Cricothyroid puncture apparatus

Pozzi November 4, 1

Patent Grant 3916903

U.S. patent number 3,916,903 [Application Number 05/381,261] was granted by the patent office on 1975-11-04 for cricothyroid puncture apparatus. Invention is credited to Reta M. H. Pozzi.


United States Patent 3,916,903
Pozzi November 4, 1975

Cricothyroid puncture apparatus

Abstract

An emergency cricothyroid puncture apparatus for supplying ventilating gas directly into the trachea of a patient has a small, short trocar, which comprises a short, straight stylet with a long, tapered sharp point which protrudes from a close-fitting, thin, flexible, resilient wall cannula. The opposite end of the cannula is fitted with an integrally formed frustum conical receiver which uniformly slopes from a minimal radius near the cannula to a maximal radius remote from the cannula. The stylet has an abutment which engages the receiver for preventing further insertion of the stylet into the cannula beyond a point where the sharpened conical point just projects from an opening in the distal end of the cannula. A handle on the end of the stylet permits its easy withdrawal from the cannula. Radial openings in the cannula near the distal end permit gas flow when the distal end opening is blocked. The straight flexible but resilient walls of the cannula prevent damage to the rear wall of the trachea or to the larynx during insertion and use. The frustum conical receiver provides ready coupling with conventional endotracheal tube adapters.

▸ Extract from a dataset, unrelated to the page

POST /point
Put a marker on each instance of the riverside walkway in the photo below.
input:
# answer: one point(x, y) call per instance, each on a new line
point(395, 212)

Inventors: Pozzi; Reta M. H. (Honolulu, HI)
Family ID: 23504332
Appl. No.: 05/381,261
Filed: July 20, 1973

Current U.S. Class: 128/207.29; D24/129; 604/164.01
Current CPC Class: A61M 16/0472 (20130101); A61M 16/0484 (20140204)
Current International Class: A61M 16/04 (20060101); A61B 017/32 (); A61B 017/34 (); A61M 016/00 ()
Field of Search: ;128/347,351,305

References Cited [Referenced By]

U.S. Patent Documents
300285 June 1884 Russell
1845727 February 1932 Slaughter
3039469 June 1962 Fountain
3088466 May 1963 Nichols
3182663 May 1965 Abelson
3461877 August 1969 Morch
3682166 August 1972 Jacobs
3704529 December 1972 Cioppa
3788326 January 1974 Jacobs

Other References

Bougas, Tina P. et al., "Pressure-flow Characteristics of Needles Suggested for Transtracheal Resuscitation," N.E. Jour. Med. 262: 511-513, 1960. .
Jacobs, H. B., "Emergency Percutaneous Transtracheal Catheter and Ventilator," Jour. Trauma 12: 50-55, 1972..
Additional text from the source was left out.